“Soviet dissident Gorbanevskaya dies”, the BBC News headline reads. In fact, it is a title to which Natalya Gorbanevskaya, who passed away in Paris at the age of 77 this past Friday, and who is perhaps most famous for her role in the protest on Red Square against the Soviet invasion of Czechoslovakia in August 1968, would have objected.
The word “dissident” connotes something extraordinary, she explained to me when I interviewed her this time last year. And Gorbanevskaya was not trying to be extraordinary. She was trying only to hold herself to the standards of “normal people” who live honestly and speak their minds. Unlike the opposition in Russia today, she was not embarking on a political project, but rather a civic one. There was no civil society in Soviet Russia in 1968, but there were a handful of people—ordinary people, she insisted—standing out in Red Square clutching a sign that proclaimed, “For your freedom and ours”.
But she was extraordinary. A professional poet, Gorbanevskaya was one of the founding members of The Chronicle of Current Events, arguably the most famous samizdat (self-published) journal to come out of Soviet Russia. The Chronicle kept track of human rights abuses, trials, protests, and other underground publications in Russia and the broader Soviet Union. Each issue opened with Article 19 of the Universal Declaration of Human Rights:
“Everyone has the right to freedom of opinion and expression; this right includes freedom to hold opinions without interference and to seek, receive and impart information and ideas through any media and regardless of frontiers”.
It was in The Chronicle that Gorbanevskaya publicly documented the trial of her fellow Red Square protestors. As a young mother of two, she was not immediately persecuted, though she was shortly thereafter imprisoned in a Soviet psychiatric hospital, where she was being “treated” for schizophrenia with which she had been diagnosed for political reasons. After her release, Gorbanevksaya emigrated to Paris, where she remained connected to the Russian literary and (for lack of a better term) dissident community through her work as an editor of the Russian émigré journal Kontinent.

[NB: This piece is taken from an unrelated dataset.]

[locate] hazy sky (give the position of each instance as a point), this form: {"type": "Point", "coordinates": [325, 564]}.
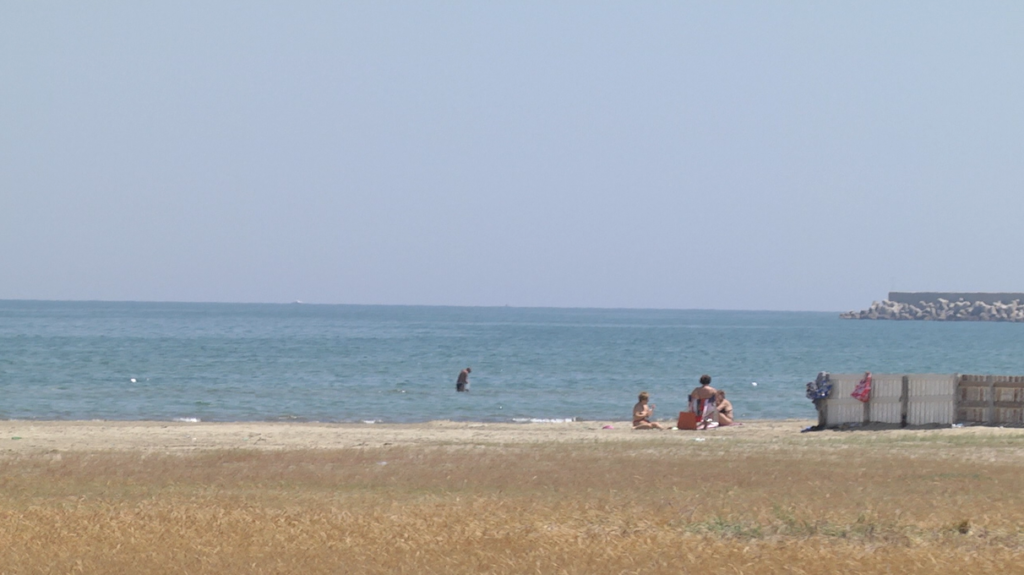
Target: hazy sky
{"type": "Point", "coordinates": [796, 156]}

That took not only extraordinary courage and determination, but extraordinary commitment to her sense of self. I asked her if she saw herself first as a poet or as a protester. “I am who I am”, she replied.
She was who she was. And so she founded underground publications and stood in Red Square as people yelled at her for being “anti-Soviet”. And so she withstood separation from her two young children and psychiatric abuse. And so she continued her commitment to her native country even after leaving it, stripped of her citizenship. Because she was, in a system that demanded her to be something else entirely, who she was. And she was, dissident or activist or poet or protester, extraordinary.